Moltbot has gone viral in tech and developer circles. But there’s a reason some experts (including security leaders) are a little concerned.
It’s an open-source AI agent that you can interact with through everyday messaging apps – including WhatsApp, Telegram, Signal, Discord, and iMessage.
Instead of living only in a browser tab, it can sit closer to your workflows: calendars, messages, documents, and (if you let it) the operating system itself. The Verge notes it can route requests through the AI provider you choose (OpenAI, Anthropic, or Google) and handle practical tasks like filling forms, sending emails, and managing calendars.
It’s also had a very public growth spurt. Anthropic requested a rename due to trademark similarities, and creator Peter Steinberger said he was ‘forced’ to change the name from Clawdbot to Moltbot.

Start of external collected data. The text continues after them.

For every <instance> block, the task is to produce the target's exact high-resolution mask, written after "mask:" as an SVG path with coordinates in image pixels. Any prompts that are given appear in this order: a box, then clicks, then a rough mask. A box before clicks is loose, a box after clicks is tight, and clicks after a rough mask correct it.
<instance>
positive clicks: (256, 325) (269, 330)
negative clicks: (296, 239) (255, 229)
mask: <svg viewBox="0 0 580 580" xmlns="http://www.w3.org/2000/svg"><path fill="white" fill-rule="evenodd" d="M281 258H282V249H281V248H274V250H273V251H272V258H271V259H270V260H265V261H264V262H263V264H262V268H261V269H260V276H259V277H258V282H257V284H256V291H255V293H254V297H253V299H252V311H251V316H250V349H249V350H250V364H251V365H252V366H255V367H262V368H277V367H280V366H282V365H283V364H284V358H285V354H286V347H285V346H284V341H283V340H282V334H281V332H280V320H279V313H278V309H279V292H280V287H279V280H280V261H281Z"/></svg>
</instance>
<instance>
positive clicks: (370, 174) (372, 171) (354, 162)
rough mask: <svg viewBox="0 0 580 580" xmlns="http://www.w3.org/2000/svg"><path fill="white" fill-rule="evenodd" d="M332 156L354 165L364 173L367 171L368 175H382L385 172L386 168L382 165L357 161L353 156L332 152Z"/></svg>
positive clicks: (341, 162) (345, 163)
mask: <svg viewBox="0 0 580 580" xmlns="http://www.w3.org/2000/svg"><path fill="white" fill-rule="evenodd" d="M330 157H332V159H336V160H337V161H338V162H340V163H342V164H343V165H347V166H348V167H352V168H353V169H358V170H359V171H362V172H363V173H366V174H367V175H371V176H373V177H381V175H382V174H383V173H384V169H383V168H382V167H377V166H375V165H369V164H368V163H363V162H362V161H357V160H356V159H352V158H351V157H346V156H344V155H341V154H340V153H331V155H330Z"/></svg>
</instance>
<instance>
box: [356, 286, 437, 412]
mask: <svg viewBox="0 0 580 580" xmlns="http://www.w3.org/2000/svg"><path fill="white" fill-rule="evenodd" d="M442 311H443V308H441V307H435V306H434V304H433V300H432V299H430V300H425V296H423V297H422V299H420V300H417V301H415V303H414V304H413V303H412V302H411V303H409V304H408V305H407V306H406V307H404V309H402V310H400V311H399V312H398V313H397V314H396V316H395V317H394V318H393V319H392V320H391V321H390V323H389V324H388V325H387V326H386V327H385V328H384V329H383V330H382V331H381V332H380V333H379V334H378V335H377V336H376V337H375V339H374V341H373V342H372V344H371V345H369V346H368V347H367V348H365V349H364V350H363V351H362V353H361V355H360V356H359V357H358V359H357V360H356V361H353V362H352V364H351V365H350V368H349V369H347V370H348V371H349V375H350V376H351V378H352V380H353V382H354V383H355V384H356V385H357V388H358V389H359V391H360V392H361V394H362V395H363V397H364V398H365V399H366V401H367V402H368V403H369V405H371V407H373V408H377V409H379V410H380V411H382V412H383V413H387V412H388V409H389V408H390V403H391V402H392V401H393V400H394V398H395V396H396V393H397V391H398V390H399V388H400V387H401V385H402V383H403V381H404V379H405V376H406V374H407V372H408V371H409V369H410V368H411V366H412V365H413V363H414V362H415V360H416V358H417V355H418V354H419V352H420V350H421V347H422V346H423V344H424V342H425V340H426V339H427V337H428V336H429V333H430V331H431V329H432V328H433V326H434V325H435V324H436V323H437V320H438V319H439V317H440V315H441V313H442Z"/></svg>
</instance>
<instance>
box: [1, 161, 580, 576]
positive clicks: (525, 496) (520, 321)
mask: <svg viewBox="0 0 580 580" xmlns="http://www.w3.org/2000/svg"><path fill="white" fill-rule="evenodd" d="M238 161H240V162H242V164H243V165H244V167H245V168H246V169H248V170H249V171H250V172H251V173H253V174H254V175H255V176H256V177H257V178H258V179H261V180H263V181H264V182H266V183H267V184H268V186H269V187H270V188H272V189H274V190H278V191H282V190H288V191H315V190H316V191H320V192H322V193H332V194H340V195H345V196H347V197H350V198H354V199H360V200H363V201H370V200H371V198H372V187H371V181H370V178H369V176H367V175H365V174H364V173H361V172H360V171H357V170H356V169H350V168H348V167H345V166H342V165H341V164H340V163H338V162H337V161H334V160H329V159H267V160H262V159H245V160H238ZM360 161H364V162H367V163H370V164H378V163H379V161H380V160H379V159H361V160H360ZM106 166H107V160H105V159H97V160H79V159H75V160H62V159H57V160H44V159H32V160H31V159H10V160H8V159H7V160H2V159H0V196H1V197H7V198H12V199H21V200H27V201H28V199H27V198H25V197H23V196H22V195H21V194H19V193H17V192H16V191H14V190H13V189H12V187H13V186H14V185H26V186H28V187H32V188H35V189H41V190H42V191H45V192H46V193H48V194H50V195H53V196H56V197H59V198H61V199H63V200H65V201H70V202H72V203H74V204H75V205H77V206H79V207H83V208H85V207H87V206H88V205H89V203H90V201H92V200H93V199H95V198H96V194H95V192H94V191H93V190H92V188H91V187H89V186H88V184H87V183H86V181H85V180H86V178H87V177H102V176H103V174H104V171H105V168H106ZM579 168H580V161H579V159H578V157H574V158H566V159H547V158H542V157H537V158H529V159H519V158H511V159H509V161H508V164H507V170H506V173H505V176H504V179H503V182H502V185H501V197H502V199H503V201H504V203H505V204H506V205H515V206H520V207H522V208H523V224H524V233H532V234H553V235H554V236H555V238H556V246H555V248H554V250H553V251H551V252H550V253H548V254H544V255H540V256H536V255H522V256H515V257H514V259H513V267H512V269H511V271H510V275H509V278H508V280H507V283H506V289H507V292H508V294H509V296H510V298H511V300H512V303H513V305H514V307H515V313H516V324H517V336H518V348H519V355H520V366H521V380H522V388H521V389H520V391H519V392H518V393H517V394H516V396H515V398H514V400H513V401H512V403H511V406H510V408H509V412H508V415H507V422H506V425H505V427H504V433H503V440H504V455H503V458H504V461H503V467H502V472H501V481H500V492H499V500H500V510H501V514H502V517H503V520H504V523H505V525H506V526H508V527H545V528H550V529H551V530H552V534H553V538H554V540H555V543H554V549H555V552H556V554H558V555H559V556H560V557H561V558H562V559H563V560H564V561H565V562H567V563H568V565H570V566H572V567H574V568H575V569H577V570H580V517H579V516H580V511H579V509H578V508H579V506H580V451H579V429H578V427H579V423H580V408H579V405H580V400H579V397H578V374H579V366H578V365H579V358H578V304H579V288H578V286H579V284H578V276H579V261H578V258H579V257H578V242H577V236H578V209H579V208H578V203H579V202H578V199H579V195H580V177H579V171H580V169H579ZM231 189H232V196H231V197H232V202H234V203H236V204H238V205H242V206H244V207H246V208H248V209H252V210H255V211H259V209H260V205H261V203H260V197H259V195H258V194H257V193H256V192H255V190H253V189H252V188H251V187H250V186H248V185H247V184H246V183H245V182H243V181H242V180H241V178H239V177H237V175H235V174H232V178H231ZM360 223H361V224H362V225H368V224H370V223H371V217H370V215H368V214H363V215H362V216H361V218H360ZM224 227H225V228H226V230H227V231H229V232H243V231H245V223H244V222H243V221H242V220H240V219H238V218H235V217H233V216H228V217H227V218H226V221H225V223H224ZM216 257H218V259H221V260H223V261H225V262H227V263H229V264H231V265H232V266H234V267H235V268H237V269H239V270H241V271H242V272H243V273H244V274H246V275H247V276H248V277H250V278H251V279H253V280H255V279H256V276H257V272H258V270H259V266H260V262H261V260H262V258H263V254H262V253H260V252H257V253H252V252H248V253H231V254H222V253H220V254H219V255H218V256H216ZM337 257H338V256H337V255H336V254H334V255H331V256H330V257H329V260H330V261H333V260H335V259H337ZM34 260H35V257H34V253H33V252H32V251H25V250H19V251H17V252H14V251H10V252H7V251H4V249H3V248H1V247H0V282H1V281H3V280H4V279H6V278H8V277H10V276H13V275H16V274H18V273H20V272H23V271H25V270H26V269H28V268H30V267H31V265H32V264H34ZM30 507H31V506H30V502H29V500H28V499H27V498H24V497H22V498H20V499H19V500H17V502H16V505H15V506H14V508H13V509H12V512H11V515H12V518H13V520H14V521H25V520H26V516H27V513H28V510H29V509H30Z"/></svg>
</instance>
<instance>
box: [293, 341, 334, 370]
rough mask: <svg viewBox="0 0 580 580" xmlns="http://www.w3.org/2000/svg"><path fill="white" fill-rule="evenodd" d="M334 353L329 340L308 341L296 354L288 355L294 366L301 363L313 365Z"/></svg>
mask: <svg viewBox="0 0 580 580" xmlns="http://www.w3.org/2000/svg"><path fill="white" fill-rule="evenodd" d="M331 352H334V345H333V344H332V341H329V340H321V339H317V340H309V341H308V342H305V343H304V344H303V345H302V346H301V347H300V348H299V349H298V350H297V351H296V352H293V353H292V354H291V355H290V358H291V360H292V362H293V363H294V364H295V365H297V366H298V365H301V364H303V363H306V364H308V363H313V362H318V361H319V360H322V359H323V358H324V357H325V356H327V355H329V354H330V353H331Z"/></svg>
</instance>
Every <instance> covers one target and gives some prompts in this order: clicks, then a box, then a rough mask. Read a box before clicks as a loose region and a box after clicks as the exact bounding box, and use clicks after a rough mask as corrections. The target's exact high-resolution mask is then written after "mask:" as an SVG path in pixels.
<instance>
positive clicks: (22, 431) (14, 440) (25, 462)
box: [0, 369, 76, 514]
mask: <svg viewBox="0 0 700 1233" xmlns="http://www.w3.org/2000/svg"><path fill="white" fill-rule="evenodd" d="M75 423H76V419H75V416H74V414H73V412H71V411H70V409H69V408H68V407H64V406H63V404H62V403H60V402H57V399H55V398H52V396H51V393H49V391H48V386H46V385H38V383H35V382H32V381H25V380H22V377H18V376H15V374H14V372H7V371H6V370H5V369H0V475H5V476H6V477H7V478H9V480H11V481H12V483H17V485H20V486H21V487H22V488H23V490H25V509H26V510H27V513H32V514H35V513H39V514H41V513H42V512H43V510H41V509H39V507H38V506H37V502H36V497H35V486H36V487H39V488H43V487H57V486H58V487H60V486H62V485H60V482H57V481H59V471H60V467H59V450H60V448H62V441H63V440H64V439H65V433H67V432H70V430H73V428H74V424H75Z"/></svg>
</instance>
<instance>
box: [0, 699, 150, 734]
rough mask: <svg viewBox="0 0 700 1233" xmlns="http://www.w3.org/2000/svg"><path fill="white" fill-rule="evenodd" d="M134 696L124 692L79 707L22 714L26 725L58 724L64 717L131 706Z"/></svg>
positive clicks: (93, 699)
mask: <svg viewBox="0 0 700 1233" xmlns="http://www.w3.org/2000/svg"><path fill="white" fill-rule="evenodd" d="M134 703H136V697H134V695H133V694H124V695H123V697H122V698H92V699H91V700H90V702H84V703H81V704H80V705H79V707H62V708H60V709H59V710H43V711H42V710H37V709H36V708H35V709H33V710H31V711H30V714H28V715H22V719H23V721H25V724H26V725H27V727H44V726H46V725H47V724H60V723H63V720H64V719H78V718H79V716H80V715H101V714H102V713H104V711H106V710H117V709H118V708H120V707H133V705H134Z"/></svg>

That rename triggered the kind of chaos you only get when software turns into a social phenomenon: harassment, scams, and copycats rushing in to capitalise on confusion.
So what should we learn from it?
It’s both. It depends on how we deploy.
Moltbot is a glimpse of the optimistic path: open-source tooling that makes personal automation feel genuinely useful, and lets users choose providers and shape behaviours.
But it also demonstrates the risk path: when an agent can read your messages, touch your files, and act on your behalf, the cost of a mistake (or a successful manipulation) rises sharply.
The real AI coworker breakthrough will be the first ecosystem that makes it easy to delegate safely: think least-privilege access by default, clear permissioning, human approval gates for high-impact actions, and security guidance that’s as prominent as the install command.
If an AI coworker could do 30% of your daily tasks, which 30% would you delegate – and which would you never hand over?